Evelyn Parh Moloko, Conseillère assistante pour l'Afrique au Secrétariat Ramsar a préparé de brèves descriptions des deux nouveaux sites d'après les données fournies par les autorités du Bénin. Désormais, le Bénin a quatre sites Ramsar couvrant au total 1 179 354 hectares. Les deux nouveaux sites béninois ont fait franchir à la Convention le cap des 150 millions d'hectares : Ramsar compte maintenant 1653 zones humides d'importance internationale couvrant, au total, 150 782 100 hectares.

Site Ramsar du Complexe W. 02/02/07 ; Alibori ; 895 480 ha ; 11°50'N- 02°30'E. Parc national, partie de la Réserve de biosphère transfrontière de l'UNESCO. Comprend le Parc national 'W' du Bénin et d'autres aires protégées ainsi que la zone libre entre le parc et le fleuve Niger (protégée par l'État et sur laquelle les habitants ont un droit d'usage). Il est prolongé, au Burkina Faso, par le complexe Arli-W-Singou et, au Niger, par le Parc national W. Son paysage diversifié présente un relief déchiqueté avec des cours d'eau, des marigots, des prairies et des plaines d'inondation, des forêts-galeries et la savane. Le site accueille la plus grande population de savane de l'éléphant d'Afrique (Loxodonta Africana) en Afrique de l'Ouest, des populations de guépards (Acinonyx jubatus) et de lamantins d'Afrique de l'Ouest (Trichechus senegalensis). On y trouve des oiseaux d'eau en grand nombre et les plaines d'inondation des fleuves Niger, Mékrou et Alibori sont des frayères et des voies de passage pour des espèces de poissons telles que Alestes baremoze, Distichodus rostratus, Labeo senegalensis et Citharinus citharinus. Le site est un point de réception pour les eaux de ruissellement de surface et joue un rôle important pour l'infiltration de l'eau, la recharge des eaux souterraines, le piégeage des sédiments et la maîtrise des crues : il contribue, en conséquence, à améliorer la qualité des eaux dans la région. Le site est également important pour le tourisme, l'éducation à l'environnement et la production de poissons et l'on y trouve des sites sacrés traditionnels tels que les chutes de Koudou. Parmi les menaces, il y a le braconnage, l'agriculture illicite, la pêche avec des produits toxiques et les feux de brousse. Une nouvelle loi sur la gestion des aires protégées, qui privilégie la gestion participative, a été élaborée et soumise à l'Assemblée nationale pour adoption. Site Ramsar no. 1668. FDR la plus récente : 2007.

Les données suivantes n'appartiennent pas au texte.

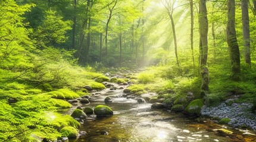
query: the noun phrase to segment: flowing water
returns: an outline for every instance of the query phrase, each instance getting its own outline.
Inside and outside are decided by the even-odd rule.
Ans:
[[[114,84],[117,88],[121,86]],[[139,104],[136,98],[124,96],[123,89],[104,91],[95,92],[89,105],[77,105],[95,107],[97,105],[107,105],[114,111],[114,115],[108,117],[88,116],[81,124],[80,131],[86,131],[78,139],[69,141],[115,142],[115,141],[255,141],[252,135],[245,134],[236,129],[229,137],[221,135],[215,130],[224,126],[213,123],[210,121],[198,122],[195,117],[181,113],[164,110],[152,110],[151,104]],[[112,97],[114,102],[105,104],[104,99]],[[74,105],[74,109],[77,106]],[[68,113],[71,112],[72,109]],[[104,132],[105,134],[102,133]],[[248,131],[247,131],[248,132]],[[238,135],[242,136],[238,138]],[[240,136],[240,137],[241,137]],[[247,139],[246,139],[247,140]]]

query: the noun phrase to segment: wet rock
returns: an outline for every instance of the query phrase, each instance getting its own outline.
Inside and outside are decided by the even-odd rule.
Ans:
[[[145,103],[145,102],[146,102],[146,100],[145,100],[145,99],[143,99],[143,98],[139,98],[138,99],[138,102],[139,102],[139,103]]]
[[[113,77],[110,78],[110,82],[113,82],[113,83],[117,83],[117,82],[118,81],[118,79],[117,79],[117,77]]]
[[[171,107],[171,111],[175,112],[181,112],[184,111],[184,106],[183,105],[174,105]]]
[[[202,99],[197,99],[192,101],[185,108],[185,112],[189,114],[200,114],[201,108],[204,105]]]
[[[174,102],[174,105],[182,105],[185,106],[187,104],[187,99],[184,96],[179,96]]]
[[[67,138],[67,137],[63,137],[61,139],[61,141],[68,142],[68,138]]]
[[[88,91],[92,91],[92,88],[89,85],[86,85],[86,86],[83,86],[83,88],[85,89]]]
[[[62,135],[68,138],[75,138],[78,136],[77,130],[71,126],[66,126],[63,127],[60,131],[60,133]]]
[[[81,101],[80,101],[80,102],[82,104],[90,104],[90,101],[89,101],[89,100],[88,99],[86,99],[86,98],[83,98],[83,99],[82,99]]]
[[[123,92],[125,93],[129,93],[130,92],[130,91],[131,91],[130,89],[129,89],[128,88],[126,88],[126,89],[124,89]]]
[[[74,109],[71,116],[74,118],[79,118],[82,120],[85,119],[87,117],[86,114],[83,111],[79,109]]]
[[[113,99],[109,97],[109,96],[107,96],[105,99],[104,99],[104,102],[105,103],[108,103],[108,102],[113,102]]]
[[[93,114],[93,109],[91,108],[89,108],[89,107],[85,107],[83,108],[83,112],[86,115]]]
[[[8,99],[8,102],[9,102],[9,104],[14,104],[18,102],[18,100],[17,100],[17,99],[15,98],[9,98]]]
[[[108,135],[108,132],[107,132],[107,131],[101,131],[101,134],[102,134],[102,135]]]
[[[94,108],[94,113],[97,117],[108,116],[113,115],[113,111],[108,106],[99,105]]]
[[[164,108],[164,105],[160,102],[155,102],[151,105],[151,109],[162,109]]]
[[[80,110],[83,110],[83,108],[81,106],[77,106],[77,108],[76,108],[76,109],[80,109]]]

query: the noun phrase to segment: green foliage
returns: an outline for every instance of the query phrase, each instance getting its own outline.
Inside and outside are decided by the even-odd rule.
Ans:
[[[108,82],[110,79],[105,76],[101,76],[99,77],[98,77],[95,79],[95,81],[99,83],[102,83],[103,82]]]
[[[143,85],[132,85],[127,88],[130,92],[135,95],[141,95],[146,93],[145,86]]]
[[[73,127],[67,126],[62,128],[60,131],[62,135],[69,138],[76,138],[78,136],[77,130]]]
[[[223,118],[221,119],[218,121],[218,123],[221,124],[227,124],[227,123],[229,123],[229,121],[230,121],[230,118]]]
[[[105,87],[102,83],[98,82],[91,82],[89,85],[92,88],[92,89],[102,90],[106,89],[106,87]]]

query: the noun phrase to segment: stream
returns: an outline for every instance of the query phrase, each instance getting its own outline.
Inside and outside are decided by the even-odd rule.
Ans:
[[[123,89],[118,89],[127,85],[112,84],[114,86],[92,92],[89,104],[74,104],[66,112],[71,114],[78,106],[93,108],[98,105],[106,105],[114,111],[114,115],[108,117],[88,115],[79,130],[87,134],[70,142],[256,141],[255,135],[248,134],[253,131],[227,128],[210,120],[198,122],[196,117],[182,113],[151,109],[151,104],[139,104],[136,98],[127,98]],[[117,89],[112,90],[114,87]],[[114,101],[105,104],[104,99],[108,96]],[[216,131],[223,128],[233,134],[227,136]]]

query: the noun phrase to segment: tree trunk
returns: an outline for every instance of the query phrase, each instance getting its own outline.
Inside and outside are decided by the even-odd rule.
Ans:
[[[101,62],[102,59],[102,33],[101,33],[99,36],[99,62]]]
[[[193,54],[193,0],[190,0],[191,7],[191,47],[192,50],[192,56],[193,59],[193,66],[195,68],[195,57]]]
[[[73,31],[72,31],[72,49],[75,49],[75,42],[76,42],[76,1],[77,0],[74,0],[74,18],[73,20]]]
[[[208,56],[208,19],[205,0],[200,0],[199,9],[199,73],[201,78],[201,90],[209,91],[209,72],[207,66]]]
[[[245,63],[251,65],[250,30],[249,26],[248,0],[242,0],[242,24]]]
[[[231,59],[231,78],[235,80],[239,80],[240,53],[236,39],[235,27],[235,0],[228,0],[227,5],[227,42],[229,49]]]
[[[215,37],[215,31],[214,31],[214,22],[213,21],[211,23],[211,35],[213,36],[213,48],[214,52],[214,57],[216,56],[216,38]]]

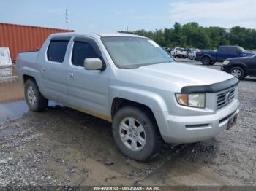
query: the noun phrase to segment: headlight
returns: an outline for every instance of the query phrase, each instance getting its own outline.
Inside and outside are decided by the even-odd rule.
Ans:
[[[224,61],[223,65],[227,65],[230,63],[229,61]]]
[[[205,108],[205,93],[176,93],[177,102],[182,106]]]

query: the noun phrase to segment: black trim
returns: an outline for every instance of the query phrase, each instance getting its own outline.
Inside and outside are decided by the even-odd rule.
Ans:
[[[54,36],[51,38],[50,41],[69,41],[71,39],[71,36]]]
[[[181,93],[217,93],[226,89],[230,88],[239,83],[239,80],[236,78],[231,78],[224,82],[207,85],[195,85],[185,86],[181,88]]]

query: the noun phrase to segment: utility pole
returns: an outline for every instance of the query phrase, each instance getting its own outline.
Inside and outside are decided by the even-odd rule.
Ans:
[[[67,9],[66,9],[66,29],[67,30]]]

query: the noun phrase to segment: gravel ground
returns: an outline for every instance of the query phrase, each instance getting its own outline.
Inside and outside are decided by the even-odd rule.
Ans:
[[[118,151],[109,122],[54,104],[40,113],[26,108],[22,117],[0,125],[0,186],[256,186],[255,90],[255,79],[240,82],[241,112],[230,130],[166,146],[147,163]]]

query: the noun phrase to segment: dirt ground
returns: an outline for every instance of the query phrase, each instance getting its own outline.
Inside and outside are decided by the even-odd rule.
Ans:
[[[23,106],[22,117],[0,125],[0,186],[256,186],[255,90],[256,79],[240,82],[241,112],[230,130],[166,145],[146,163],[121,154],[108,122],[54,104],[39,113]]]

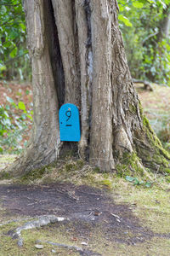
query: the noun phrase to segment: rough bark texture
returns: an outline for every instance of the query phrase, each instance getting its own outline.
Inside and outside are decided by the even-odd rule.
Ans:
[[[25,0],[32,60],[34,127],[30,146],[7,172],[48,165],[73,145],[102,171],[124,155],[138,166],[169,170],[169,155],[143,116],[118,27],[116,0]],[[59,108],[80,110],[78,143],[60,143]],[[138,155],[138,157],[137,157]]]

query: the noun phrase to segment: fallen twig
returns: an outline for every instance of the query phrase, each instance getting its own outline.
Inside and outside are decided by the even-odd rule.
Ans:
[[[60,222],[64,220],[69,220],[69,218],[56,217],[55,215],[42,215],[39,216],[37,220],[32,220],[26,223],[23,226],[16,229],[14,232],[12,233],[11,236],[14,239],[18,239],[18,246],[23,246],[23,239],[21,237],[21,231],[26,230],[31,230],[36,228],[40,228],[48,224]]]

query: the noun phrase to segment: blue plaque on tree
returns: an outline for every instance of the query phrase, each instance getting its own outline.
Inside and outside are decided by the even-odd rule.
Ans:
[[[60,140],[62,142],[80,141],[79,111],[73,104],[63,105],[59,112]]]

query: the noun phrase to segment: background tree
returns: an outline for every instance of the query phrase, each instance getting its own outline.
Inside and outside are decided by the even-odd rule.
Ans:
[[[102,171],[131,159],[133,168],[169,171],[143,115],[126,60],[116,0],[25,0],[32,61],[34,125],[30,144],[7,169],[21,175],[72,149]],[[60,142],[59,108],[76,104],[79,143]]]
[[[169,84],[170,1],[120,0],[121,30],[135,79]]]
[[[0,14],[0,79],[31,80],[22,1],[2,0]]]

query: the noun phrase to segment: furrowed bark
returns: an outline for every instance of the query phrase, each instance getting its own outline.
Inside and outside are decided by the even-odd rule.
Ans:
[[[72,0],[52,0],[65,72],[65,102],[80,107],[80,67]]]
[[[6,172],[23,175],[62,151],[111,172],[136,155],[137,169],[170,171],[163,149],[143,115],[128,69],[116,0],[25,0],[32,60],[34,125],[30,144]],[[82,137],[60,143],[59,108],[79,108]],[[125,157],[126,154],[126,157]]]
[[[90,162],[101,170],[115,167],[112,155],[111,7],[109,1],[91,1],[93,83]],[[102,53],[102,54],[101,54]]]
[[[26,0],[28,48],[32,62],[34,117],[31,138],[26,150],[8,168],[13,176],[23,175],[31,170],[47,166],[60,153],[59,103],[56,94],[49,49],[48,26],[49,2]],[[46,20],[46,21],[47,21]]]
[[[93,76],[93,57],[91,43],[91,9],[89,1],[76,0],[76,22],[78,31],[78,45],[81,70],[81,124],[82,135],[79,153],[88,158],[87,150],[89,137],[89,110],[91,106],[91,86]]]

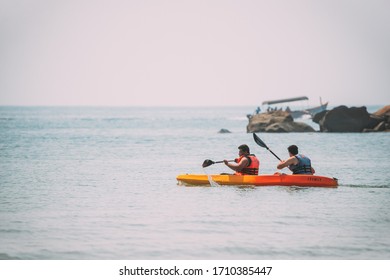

-- photos de M. Aziz Issa, Directeur du Parc national W.

 


Zone humide de la rivière Pendjari. 02/02/07 ; Atacora ; 144 774 ha ; 11°37'N-01°40'E. Parc national, Réserve de biosphère de l'UNESCO. Couvre une partie du Parc national de la Pendjari à la frontière entre le Bénin et le Burkina Faso ; sa principale caractéristique est la plaine alluviale de la rivière Pendjari dans le bassin de la Volta. Il s'agit d'un des écosystèmes humides les plus importants de la zone subsahélienne, en Afrique de l'Ouest. Il se caractérise par des forêts-galeries, la savane et des prairies marécageuses, des plaines alluviales, des marigots, des rivières et des forêts denses et sèches sur les plaines d'inondation. Ce mélange d'écosystèmes explique que le site accueille des lions, des éléphants d'Afrique, des guépards et beaucoup d'espèces d'oiseaux. Les marigots sont des points de rétention de l'eau en saison sèche et attirent donc animaux et touristes. Le site joue un rôle important pour la rétention des sédiments et la stabilisation des berges. Les principaux groupes ethniques sont les Bialbe, Gourmantchés et Wama qui vivent dans la zone tampon de la Réserve de biosphère de la Pendjari et ont le droit d'utiliser ses ressources naturelles ; leurs activités principales sont l'agriculture, l'élevage, la pêche et la chasse. L'importance historique et archéologique du site est illustrée par les zones archéo-métallurgiques que l'on y trouve. L'élevage transhumant est une source d'introduction d'agents pathogènes dans la région. Un plan de gestion a été rédigé pour la Réserve de biosphère qui dispose aussi d'un plan d'activités avec pour objectif le tourisme durable. Un comité communal et départemental Ramsar est en train d'être formé. Site Ramsar no. 1669. FDR la plus récente : 2007.